**Generalized additive models (GAMs)** further generalize the OLS and [[Generalized Linear Models|GLMs]], modeling $\mu_{Y}(X)=\mathbb{E}[Y|X]$ with a [[Link Function|link function]] $g$: $g(\mu_{Y}(X))=\alpha + \sum_{i}f_{i}(X)$where $f_{i}$ can be (in general) non-linear relationships. Expanding the summation by explicit subsets of features: $g(\pmb{\mu})=\alpha + \mathbf{A}\pmb{\theta}+\sum_{j}f_{j}(\mathbf{x}_{j})+\sum_{j,k}f_{j,k}(\mathbf{x}_{j}, \mathbf{x}_{k})+\cdots,$
- $\alpha$ is the intercept shared by all data points,
- $\mathbf{A\theta}$ are explicitly parametrized effects, e.g. [[Basis Expansion and Regularization#Basis Expansion|basis expansion]] on the original features $\mathbf{X}$.
- $f_{j}$ are single-variate effects, $f_{j,k}$ are first-order interactions, etc., all of which are fitted with non-parametric methods like [[Scatterplot Smoothers|scatterplot smoothers]].
### Additive Models
The basic form of GLMs stem from an additive model with $g: \mu \mapsto \mu$: $\pmb{\mu}=\alpha + \mathbf{A}\pmb{\theta}+\sum_{j}f_{j}(\mathbf{x}_{j})+\sum_{j,k}f_{j,k}(\mathbf{x}_{j}, \mathbf{x}_{k})+\cdots.$
### Fitting GAMs
The **backfitting algorithm** fits simple GAMs (without interaction terms): using scatterplot smoother $\mathcal{S}(y \sim x)$,
> [!algorithm]
> $[1]$ Initialize with $\hat{\alpha}=\bar{y}$, $\hat{f}_{j}\equiv 0$.
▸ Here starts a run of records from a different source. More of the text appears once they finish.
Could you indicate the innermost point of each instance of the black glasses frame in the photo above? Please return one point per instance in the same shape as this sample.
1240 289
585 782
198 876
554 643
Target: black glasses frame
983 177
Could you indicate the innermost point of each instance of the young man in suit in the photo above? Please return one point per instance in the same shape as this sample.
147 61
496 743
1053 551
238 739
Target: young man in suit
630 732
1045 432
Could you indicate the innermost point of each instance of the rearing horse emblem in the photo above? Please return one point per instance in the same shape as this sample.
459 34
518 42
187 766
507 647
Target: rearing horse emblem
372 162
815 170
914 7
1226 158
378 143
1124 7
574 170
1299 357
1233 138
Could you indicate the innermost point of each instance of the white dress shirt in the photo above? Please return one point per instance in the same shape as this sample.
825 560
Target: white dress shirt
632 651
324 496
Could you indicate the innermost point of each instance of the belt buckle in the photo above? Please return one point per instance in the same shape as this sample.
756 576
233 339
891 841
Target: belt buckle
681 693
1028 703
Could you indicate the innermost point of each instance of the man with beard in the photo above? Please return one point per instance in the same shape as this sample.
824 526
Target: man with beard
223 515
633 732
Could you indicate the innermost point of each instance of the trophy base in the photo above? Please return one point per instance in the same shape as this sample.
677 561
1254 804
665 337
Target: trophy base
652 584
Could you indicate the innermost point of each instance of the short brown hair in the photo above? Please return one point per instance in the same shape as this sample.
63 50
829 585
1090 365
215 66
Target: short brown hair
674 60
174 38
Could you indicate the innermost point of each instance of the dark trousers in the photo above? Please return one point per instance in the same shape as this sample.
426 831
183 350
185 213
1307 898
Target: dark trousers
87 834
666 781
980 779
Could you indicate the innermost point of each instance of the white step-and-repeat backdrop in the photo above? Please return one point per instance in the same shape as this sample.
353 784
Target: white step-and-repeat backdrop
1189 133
> $[2]$ Cycling through predictors $j=1,\dots,p$:
> $\hat{f}_{j} \leftarrow \mathcal{S}\left[ \text{residuals}_{-j} \sim x_{j} \right]$where $\text{residuals}_{-j}=\left( y_{i} -\hat{\alpha} - \sum\limits_{k \ne j}\hat{f}_{k}(x_{ik}) \right)_{i=1}^{N}$, i.e. the residual of fitting $\mathbf{y}$ with current estimates $\hat{\alpha}$ and $f_{k}(x_{ik})$ (except for $f_{j}$).
>
> $[3]$ Re-center $\hat{f}_{j}$ around $0$ with $\hat{f}_{j} \leftarrow \hat{f}_{j}-\frac{1}{N}\sum_{i=1}^{N}\hat{f}_{j}(x_{ij})$
> $[4]$ Repeat $[2,3]$ until sufficient convergence in all $\hat{f}_{j}$.
### Limitations of GAMs
Vanilla GAM fitting algorithms have trouble in large data mining applications:
- They do not perform predictor selection, fitting a relation for every predictor. This is inefficient and likely overfits when many irrelevant predictors are present.
- LASSO-type penalties in scatterplot smoothers can produce sparser models.